The Charles W. Morgan sailed out of New Bedford, but volumes could be written about the whaling era and whaling families of Falmouth. Some are familiar today. There was Captain Joseph Dimmick, Captain Lewis Lawrence and Captain Henry Gifford. There were a dozen whaling captains. And there were the Falmouth whale ships. One of the first local ships was the Uncas, built in Woods Hole in 1828. Later built there were the Bartholemew Gosnold, the Commodore Morris and the Atlantic. Nine in all were built in Woods Hole.

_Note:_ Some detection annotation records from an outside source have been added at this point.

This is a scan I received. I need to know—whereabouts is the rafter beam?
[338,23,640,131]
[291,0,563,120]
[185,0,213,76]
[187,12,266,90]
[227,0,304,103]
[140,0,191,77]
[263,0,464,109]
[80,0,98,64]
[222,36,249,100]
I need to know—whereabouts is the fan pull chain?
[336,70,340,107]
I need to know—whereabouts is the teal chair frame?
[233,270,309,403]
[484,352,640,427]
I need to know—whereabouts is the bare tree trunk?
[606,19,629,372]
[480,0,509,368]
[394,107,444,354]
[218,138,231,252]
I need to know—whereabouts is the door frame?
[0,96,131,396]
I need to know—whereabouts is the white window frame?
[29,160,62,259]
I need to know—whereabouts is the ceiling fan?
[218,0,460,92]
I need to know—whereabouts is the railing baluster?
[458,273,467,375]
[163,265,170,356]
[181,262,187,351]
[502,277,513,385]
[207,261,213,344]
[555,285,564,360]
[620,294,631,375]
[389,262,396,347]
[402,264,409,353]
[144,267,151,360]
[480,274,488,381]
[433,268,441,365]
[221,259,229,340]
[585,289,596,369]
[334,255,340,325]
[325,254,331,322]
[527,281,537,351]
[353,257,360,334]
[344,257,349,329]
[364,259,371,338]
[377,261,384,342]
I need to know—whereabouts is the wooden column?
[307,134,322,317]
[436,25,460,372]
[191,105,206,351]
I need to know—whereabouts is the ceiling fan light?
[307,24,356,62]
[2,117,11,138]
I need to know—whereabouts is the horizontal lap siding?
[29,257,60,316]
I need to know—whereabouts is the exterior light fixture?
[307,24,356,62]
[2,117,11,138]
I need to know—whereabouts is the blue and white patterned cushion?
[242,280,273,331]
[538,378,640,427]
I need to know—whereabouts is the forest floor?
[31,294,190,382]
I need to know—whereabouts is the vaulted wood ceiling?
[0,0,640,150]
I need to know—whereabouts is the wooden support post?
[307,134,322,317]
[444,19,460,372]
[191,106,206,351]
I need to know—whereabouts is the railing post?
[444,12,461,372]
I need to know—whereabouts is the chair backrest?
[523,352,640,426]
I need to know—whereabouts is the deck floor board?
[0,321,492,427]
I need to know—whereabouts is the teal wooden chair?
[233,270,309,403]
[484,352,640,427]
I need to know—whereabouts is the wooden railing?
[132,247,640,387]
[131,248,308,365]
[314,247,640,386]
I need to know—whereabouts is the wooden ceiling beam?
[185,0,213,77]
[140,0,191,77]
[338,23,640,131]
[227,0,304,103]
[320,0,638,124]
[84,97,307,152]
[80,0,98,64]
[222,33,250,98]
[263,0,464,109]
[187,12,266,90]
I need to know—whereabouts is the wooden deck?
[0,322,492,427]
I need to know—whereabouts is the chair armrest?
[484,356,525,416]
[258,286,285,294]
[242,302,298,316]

The captains and their ships get most of the attention, but there were many Falmouth men who went to sea on whaling ships. And that brings us back to the Charles W. Morgan.
Two from West Falmouth shipped out on the Morgan, among other whaling ships.
Ensign Baker made his first voyage on the Commodore Morris in 1876 and served on several ships over a 20-year span. He served as fourth mate on the Charles W. Morgan in 1886.
O.M. Lumbert—The Enterprise referred to him by only his initials—sailed under Mr. Baker on the Morgan at the age of 18.
After their retirement from sea, they were neighbors in West Falmouth.
It will be worth a trip to the island for any Falmouth history buff. It will be quite an experience to board a piece of maritime history.